After the gigs in New Hampshire and Massachusetts, Pony and I were heading back south. There’s an open stage in Morristown, New Jersey, that I wanted to see if I might get in on, and we thought we would return to the Mahlon Dickerson Reservation, in Jefferson Township, to attend to a variety of tasks, both relating to business as well as mundane things like laundry and such. But I had something of a quest, as well. I knew that Pete Seeger lived in the Hudson Valley, and I thought to see if I could make his acquaintance somehow. With the ever-so-handy internet, I had even managed to scare up a phone number to try. I tried calling on Sunday evening, and was answered by what I assume to have been a daughter or grand-daughter or some member of the family, who told me that things were still a bit busy at the moment.
And that was the thing. In my research, I also discovered that Pete’s wife, Toshi, had passed away a few months ago. They had been married for some 70 years (give or take), and I could imagine the loss of such a long-time companion would not be an easy thing to adjust to.
Still, we drove down to the Hudson Valley, to a town near the one that Pete lives in, and for the first time, we dry-camped in a Walmart parking lot (along with some half a dozen other RV’s).
“Mr. Seeger, my name is Michael Engberg. I’m a musician from Colorado, on tour to promote my latest CD’s. I’m a friend of Harry Tufts, who runs the Denver Folklore Center, and he has always spoken very highly of you.”

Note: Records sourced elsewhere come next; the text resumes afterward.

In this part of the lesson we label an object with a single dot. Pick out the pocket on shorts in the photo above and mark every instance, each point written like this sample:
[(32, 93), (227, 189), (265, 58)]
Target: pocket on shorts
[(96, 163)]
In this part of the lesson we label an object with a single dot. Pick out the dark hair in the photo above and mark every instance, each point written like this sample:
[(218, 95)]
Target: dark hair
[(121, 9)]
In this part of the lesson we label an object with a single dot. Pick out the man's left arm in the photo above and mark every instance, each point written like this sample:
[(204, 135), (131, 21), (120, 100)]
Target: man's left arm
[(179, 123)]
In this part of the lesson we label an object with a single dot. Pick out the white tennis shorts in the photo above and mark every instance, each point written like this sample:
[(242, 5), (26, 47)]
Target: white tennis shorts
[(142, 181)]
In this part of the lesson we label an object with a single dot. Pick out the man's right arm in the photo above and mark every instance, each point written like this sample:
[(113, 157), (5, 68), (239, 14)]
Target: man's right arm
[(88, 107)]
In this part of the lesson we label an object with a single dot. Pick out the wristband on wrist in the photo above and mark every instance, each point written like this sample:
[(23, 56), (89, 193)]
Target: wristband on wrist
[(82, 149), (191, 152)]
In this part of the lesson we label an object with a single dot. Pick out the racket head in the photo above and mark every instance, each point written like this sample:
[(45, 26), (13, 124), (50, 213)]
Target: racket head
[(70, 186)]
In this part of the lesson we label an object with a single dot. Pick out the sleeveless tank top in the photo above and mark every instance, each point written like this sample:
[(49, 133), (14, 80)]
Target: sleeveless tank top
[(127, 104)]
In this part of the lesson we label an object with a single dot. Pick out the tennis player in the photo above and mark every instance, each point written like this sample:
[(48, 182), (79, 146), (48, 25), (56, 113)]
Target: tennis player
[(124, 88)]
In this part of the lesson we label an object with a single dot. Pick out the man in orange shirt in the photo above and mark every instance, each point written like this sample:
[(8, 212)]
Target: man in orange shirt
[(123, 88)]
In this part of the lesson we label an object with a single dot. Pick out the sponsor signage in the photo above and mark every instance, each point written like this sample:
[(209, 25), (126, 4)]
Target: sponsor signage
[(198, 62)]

Strictly speaking, all of that was true. For the record, Harry had not necessarily suggested I try to look up Pete while tour, but I just left that part out. I told Pete that there was a song on one of my new CD’s that was inspired by one of his songs, and that I was passing through the neighbourhood, as it were, and wanted to pay my respects and hand him off a copy of the CD. I told him our RV was parked in a Walmart parking lot in Fishkill. I asked if I might be able to buy him lunch, or coffee, or a beer.
“Well, I’m at home, with plenty to do, and my home is at the top of a steep hill, so I don’t think that would work,” he replied.
It was only later, after the phone conversation, that I realized he was concerned as to whether or not our RV could make it up the hill. I had forgot to mention that we have a tow car for short hops that could make it up most hills, no matter how steep. Pony later remarked that I should not have bothered mentioning the RV at all, but rather should have just said we were in town.
Yeah, that might have worked better.